Liquidus puroque simillimus amni.

He speaks of 'his fine expression, elegancy, and quaintness,' and adds, 'he does so possess the soul with his graces that we forget those of his fable[23].' It is among the French, the great masters of the prose of refined conversation, that his merits have been most appreciated in modern times. Sainte-Beuve, in his 'Nouveaux Lundis,' devotes to him two papers of delicate and admiring criticism. He quotes Fénelon and Addison, 'deux esprits polis et doux, de la même famille littéraire,' as expressing their admiration for the illimitable beauty and naturalness of one of his scenes. Fénelon is said to have preferred him even to Molière. Sainte-Beuve calls Terence the bond of union between Roman urbanity and the Atticism of the Greeks, and adds that it was in the seventeenth century, when French literature was most truly Attic, that he was most appreciated. M. Joubert is quoted[24] as applying to him the words 'Le miel Attique est sur ses lèvres; on croirait aisément qu'il naquit sur le mont Hymette.'

After the death of Terence the only writer of palliatae of any name was Sextus Turpilius, who died about the end of the second century b.c. No new element seems to have been contributed by him to the Roman Stage. After the decline of the Comoedia palliata, the Comoedia togata, which professed to represent the Roman and Italian life of the middle classes, first obtained popular favour. The principal writers of this branch of comedy were T. Quintius Atta and L. Afranius. The latter was regarded as the Roman Menander:—

Dicitur Afrani toga convenisse Menandro.

The admiration which he expressed for Terence, whom he regarded as the foremost of all the Roman comic poets, is in keeping with this criticism. From the testimony of Quintilian[25] we may infer that the change of scene from Athens to Rome and the provincial towns of Italy did not improve the morality of the Roman stage. A further decline both in intellectual interest and in moral tendency appeared in the resuscitation in a literary form of the Fabulae Atellanae, the chief writers of which were L. Pomponius and Novius. A still further degradation was witnessed in the later days of the Republic and under the Empire in the rise of the 'Mimus,' as a recognised branch of dramatic literature.
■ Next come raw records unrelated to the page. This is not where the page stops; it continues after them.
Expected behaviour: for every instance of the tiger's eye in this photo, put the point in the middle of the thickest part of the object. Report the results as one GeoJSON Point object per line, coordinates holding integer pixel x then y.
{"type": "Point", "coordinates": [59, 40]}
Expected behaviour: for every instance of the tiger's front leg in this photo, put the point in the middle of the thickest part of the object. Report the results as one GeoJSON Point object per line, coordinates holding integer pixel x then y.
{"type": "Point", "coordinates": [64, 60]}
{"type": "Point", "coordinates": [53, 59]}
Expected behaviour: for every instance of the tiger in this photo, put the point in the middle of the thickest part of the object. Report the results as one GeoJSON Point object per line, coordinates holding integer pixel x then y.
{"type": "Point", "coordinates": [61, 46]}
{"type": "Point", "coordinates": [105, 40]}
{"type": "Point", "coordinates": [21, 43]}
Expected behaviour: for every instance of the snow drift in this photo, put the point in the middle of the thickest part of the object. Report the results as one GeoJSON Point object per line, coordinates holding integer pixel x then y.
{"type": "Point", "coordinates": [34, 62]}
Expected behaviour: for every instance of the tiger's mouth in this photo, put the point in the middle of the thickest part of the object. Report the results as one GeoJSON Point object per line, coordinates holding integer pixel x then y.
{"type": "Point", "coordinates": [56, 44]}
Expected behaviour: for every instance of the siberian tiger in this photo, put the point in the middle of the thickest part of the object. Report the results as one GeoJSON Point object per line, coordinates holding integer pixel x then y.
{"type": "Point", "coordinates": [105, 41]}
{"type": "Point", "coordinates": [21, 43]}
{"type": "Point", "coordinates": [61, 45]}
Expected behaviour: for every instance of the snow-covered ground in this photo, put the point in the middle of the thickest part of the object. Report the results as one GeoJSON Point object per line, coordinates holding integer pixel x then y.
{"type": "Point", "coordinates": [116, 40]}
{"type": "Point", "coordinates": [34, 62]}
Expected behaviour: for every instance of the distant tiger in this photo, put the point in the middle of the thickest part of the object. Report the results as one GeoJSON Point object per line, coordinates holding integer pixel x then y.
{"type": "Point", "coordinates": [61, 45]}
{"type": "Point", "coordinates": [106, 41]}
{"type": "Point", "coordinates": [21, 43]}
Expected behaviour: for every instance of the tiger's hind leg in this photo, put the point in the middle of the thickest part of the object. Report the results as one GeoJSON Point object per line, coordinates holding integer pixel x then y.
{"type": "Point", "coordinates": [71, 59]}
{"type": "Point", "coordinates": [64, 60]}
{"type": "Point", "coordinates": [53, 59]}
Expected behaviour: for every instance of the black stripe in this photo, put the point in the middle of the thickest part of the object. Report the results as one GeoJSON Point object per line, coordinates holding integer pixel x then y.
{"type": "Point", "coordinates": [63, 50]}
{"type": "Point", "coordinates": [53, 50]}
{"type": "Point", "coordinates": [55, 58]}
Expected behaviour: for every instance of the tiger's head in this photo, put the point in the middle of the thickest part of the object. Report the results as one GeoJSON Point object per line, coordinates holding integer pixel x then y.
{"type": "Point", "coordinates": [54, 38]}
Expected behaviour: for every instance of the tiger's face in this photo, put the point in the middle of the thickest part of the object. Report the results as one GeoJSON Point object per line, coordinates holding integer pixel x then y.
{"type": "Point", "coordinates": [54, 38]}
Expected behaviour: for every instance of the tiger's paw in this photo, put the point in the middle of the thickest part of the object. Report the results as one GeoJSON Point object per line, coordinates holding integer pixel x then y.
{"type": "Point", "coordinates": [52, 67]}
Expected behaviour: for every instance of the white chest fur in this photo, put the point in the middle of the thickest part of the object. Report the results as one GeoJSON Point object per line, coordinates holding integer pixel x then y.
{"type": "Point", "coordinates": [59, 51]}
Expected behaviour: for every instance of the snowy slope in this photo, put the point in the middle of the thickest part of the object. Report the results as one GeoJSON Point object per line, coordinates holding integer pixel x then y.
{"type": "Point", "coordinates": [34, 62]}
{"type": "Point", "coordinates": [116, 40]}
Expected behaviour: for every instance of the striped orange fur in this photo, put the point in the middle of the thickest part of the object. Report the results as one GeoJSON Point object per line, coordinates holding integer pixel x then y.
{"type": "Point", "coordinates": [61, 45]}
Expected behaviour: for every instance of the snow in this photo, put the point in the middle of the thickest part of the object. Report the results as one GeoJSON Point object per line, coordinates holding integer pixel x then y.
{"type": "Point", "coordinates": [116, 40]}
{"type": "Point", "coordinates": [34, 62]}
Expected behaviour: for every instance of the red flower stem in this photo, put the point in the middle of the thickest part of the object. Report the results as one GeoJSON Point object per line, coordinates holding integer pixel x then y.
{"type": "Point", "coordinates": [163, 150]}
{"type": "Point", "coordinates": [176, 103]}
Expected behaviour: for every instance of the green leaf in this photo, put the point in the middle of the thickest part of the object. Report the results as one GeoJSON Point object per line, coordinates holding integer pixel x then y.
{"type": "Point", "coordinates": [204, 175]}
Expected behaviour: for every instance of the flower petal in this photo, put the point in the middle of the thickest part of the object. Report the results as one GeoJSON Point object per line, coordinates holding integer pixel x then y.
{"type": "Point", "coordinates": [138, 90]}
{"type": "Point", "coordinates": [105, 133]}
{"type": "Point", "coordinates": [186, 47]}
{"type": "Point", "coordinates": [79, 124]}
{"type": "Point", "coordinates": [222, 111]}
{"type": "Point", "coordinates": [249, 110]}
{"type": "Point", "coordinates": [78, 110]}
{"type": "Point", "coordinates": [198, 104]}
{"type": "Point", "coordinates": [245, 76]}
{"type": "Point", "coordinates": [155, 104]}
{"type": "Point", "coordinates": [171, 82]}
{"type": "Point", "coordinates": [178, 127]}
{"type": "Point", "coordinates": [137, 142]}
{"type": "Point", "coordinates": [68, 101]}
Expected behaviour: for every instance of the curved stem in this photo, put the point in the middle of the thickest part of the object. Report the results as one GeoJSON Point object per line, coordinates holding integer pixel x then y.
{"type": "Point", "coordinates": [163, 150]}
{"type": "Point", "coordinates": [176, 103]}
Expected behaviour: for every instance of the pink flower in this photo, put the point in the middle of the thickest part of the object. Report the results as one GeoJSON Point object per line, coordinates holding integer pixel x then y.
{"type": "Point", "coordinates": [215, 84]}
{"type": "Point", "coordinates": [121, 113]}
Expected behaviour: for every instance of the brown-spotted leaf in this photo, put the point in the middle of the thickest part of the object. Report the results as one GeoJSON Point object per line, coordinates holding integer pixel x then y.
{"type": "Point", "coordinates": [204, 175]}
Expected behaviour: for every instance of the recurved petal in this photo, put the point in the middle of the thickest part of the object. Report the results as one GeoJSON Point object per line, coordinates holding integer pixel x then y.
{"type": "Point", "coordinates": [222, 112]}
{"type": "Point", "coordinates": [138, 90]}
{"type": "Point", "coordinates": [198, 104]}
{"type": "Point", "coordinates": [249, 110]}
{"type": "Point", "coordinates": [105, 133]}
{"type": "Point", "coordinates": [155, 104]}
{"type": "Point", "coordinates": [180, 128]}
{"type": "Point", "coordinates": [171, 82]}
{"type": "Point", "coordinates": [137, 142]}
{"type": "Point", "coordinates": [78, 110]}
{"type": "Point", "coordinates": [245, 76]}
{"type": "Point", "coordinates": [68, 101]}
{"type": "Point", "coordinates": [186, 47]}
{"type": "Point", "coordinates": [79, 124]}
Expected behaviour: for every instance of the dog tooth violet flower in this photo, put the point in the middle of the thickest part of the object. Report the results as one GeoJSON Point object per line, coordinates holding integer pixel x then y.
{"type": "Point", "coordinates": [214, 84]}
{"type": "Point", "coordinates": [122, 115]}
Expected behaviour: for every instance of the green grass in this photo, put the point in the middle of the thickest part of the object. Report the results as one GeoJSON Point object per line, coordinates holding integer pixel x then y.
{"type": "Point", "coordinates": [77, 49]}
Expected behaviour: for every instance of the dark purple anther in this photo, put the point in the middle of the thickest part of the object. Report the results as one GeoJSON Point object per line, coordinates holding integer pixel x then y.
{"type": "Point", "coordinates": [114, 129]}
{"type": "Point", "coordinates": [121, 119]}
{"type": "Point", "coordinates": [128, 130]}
If the influence of the comic stage, when its chief representatives were Plautus and Terence, is to be regarded as only of a mixed character, it is difficult to associate any idea of intellectual pleasure with the gross buffooneries of the Atellan farce, when it had passed from the spontaneous hilarity of primitive times into the conditions of an artistic performance, and still less with the 'mimi,' which were intended to gratify the lowest propensities of the spectators. The rapid degeneracy of the mass of the people from the characteristic virtues of the older Republic is testified as much by the popularity of such spectacles as by the passionate delight excited by the gladiatorial combats.

[1] 'In argumento Caecilius poscit palmam,' quoted from Varro.

[2] Ep. ad Attic. vii. 3; Brutus, 74.